The profession of mining engineering, last of the major branches, embraces all work having to do with the locating and construction of mines—coal-mines, iron-mines, copper-mines, diamond-mines, gold-mines, and the like. Also it establishes the nature of the apparatus used, though more often than otherwise the mechanical engineer in this regard is consulted, since much of the machinery utilized in mining operations is the direct work of mechanical engineers. Screens and hoppers are mechanical devices the result of mechanical engineering genius; but the work of shoring up, done with timbers, and the work generally of supervision of all mine operations, rests solely with the mining man. The shaping of these timbers, though—the cutting of tenons, for instance—is the work, again, of the mechanical engineer; though the placing of these timbers, to revert back once more, is the work of the mining engineer.

There are many minor branches, and more are rapidly coming into prominence. Chemical engineering is one of the older minor branches; while industrial engineering—following closely upon automotive engineering—belongs properly with the more recent of the newcomers. Efficiency engineering is a branch which to-day is making a strong bid for recognition as a profession, although the work as yet, lacking, as it does, proper foundation in scientific truth, even though strongly humanitarian in its motives, has still to prove itself acceptable among the engineering groups. Structural engineering, on the contrary, "belongs." Its work consists of the design and layout of modern steel structures—this roughly—while the minor branch known as heating and ventilating engineering, as its name would indicate, deals with the proper heating and ventilating of buildings, and as a profession is closely allied with that of structural engineering. Out of these minor branches come yet other branches, more particularly groups, with each in the nature of a specialty, such as gas engineering, aircraft engineering, steam engineering, telephone engineering, and so on.

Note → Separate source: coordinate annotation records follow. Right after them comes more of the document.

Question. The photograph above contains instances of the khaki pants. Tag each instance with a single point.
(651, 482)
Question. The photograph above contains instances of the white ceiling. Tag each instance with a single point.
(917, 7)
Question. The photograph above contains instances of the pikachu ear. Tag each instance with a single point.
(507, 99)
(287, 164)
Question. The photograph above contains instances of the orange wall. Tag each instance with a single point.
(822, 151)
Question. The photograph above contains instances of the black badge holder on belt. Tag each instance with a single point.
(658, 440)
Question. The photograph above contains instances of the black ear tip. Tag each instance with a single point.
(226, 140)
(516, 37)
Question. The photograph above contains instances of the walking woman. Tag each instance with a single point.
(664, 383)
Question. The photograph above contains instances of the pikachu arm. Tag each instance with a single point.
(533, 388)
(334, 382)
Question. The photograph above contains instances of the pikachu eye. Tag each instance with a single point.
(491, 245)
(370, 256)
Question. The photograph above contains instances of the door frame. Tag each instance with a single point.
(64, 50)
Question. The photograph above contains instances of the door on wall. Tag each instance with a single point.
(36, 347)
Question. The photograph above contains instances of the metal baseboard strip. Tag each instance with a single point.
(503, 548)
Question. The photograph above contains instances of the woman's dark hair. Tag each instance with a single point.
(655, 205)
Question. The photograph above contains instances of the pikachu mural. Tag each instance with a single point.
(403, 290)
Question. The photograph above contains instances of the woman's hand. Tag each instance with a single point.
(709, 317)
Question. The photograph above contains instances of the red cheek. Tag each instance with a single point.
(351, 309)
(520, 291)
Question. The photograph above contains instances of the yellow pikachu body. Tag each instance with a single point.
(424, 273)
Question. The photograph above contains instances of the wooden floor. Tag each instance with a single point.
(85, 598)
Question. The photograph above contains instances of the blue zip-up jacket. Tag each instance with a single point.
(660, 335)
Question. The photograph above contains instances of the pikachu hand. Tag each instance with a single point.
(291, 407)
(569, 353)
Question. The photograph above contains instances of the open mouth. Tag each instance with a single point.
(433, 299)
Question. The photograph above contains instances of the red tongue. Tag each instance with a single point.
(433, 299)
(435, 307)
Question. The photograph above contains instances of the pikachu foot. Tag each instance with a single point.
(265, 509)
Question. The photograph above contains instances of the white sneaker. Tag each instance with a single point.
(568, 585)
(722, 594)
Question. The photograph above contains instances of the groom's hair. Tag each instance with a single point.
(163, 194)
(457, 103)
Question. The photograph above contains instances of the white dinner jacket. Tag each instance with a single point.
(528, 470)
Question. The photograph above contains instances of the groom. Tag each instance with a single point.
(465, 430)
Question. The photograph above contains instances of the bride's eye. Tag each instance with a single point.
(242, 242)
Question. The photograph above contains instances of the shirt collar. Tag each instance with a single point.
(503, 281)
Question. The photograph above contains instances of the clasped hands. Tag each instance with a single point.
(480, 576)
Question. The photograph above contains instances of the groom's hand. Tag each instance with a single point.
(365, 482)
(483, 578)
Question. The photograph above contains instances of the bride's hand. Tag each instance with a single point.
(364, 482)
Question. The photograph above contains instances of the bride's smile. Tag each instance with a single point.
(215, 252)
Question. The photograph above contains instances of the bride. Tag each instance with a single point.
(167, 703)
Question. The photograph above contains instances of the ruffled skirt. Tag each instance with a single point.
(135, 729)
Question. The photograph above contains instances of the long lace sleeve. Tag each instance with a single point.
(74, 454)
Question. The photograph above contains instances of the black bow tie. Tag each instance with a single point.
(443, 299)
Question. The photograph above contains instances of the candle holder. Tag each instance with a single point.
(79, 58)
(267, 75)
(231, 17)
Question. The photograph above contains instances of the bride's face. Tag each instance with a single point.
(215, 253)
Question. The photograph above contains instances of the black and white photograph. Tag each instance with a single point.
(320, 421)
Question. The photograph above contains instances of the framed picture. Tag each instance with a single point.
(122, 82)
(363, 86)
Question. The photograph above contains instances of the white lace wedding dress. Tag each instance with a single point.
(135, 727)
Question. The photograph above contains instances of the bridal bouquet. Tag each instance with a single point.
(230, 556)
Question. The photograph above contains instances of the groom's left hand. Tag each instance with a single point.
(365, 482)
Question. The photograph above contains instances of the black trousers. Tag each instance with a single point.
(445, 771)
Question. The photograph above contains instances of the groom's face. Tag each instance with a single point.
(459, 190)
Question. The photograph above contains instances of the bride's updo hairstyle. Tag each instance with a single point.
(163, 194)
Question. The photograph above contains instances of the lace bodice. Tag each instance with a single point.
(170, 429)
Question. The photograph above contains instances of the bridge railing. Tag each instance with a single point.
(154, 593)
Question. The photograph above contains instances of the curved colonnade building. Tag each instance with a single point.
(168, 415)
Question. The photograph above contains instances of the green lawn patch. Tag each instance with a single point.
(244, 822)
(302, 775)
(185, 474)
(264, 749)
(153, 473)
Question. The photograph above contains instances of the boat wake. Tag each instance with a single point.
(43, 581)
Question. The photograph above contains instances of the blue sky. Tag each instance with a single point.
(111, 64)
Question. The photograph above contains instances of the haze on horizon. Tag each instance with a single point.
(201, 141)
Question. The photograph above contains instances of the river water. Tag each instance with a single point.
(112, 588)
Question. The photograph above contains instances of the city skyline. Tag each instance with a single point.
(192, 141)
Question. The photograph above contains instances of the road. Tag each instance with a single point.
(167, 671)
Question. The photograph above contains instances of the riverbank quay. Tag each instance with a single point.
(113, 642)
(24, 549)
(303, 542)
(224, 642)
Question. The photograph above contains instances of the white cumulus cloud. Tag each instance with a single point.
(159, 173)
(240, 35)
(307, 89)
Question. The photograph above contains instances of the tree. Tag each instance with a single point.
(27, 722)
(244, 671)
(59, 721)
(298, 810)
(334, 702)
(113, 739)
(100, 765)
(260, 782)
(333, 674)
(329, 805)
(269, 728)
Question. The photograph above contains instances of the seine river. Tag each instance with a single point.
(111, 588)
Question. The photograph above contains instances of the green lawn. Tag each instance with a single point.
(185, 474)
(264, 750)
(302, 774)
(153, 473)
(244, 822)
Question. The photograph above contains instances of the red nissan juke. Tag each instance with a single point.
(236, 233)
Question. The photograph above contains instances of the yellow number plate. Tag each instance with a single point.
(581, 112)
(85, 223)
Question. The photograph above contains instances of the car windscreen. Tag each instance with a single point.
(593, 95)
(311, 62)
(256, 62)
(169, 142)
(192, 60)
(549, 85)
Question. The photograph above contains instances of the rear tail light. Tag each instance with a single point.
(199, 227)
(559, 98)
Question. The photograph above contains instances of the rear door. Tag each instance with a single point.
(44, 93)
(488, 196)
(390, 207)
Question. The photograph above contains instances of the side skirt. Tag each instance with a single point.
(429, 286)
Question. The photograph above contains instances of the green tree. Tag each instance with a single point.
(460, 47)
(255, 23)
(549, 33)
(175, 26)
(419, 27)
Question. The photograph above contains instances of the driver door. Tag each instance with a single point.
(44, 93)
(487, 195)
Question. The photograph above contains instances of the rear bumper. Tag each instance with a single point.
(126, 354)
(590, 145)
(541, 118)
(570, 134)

Students about to enter engineering colleges usually select one or another of the major branches and then after graduating begin to specialize. But infrequently Fate has much to do with this specialization, since after leaving college the average young engineer will turn to the nearest or most promising vacancy offered him in his chosen field—a major branch—and in the work eventually become expert and a specialist. If it be a concern manufacturing steam-turbines, say, the young engineer in time becomes expert and a specialist in steam-turbines. So, too, with graduates in mining engineering, in electrical engineering, in civil engineering, although the opportunities for specialization in any of these latter branches are not so good as in the mechanical field. However, entering upon a certain kind of work, the student usually follows this work to the end of his days, which is probably what engineering schools expect. All strive to educate only in the principles of each of the major branches. The rest is up to the graduate, who is permitted, and generally does, the shaping of his own career afterward.

It is a feature of our democratic form of government—thanks be! Germany does—or did—the other thing. Germany made careers for her young men, instead of young men for careers, with the result that she also made machines out of them. America is a nation of individualists, which is what makes America what it is, and our schools and school systems are responsible.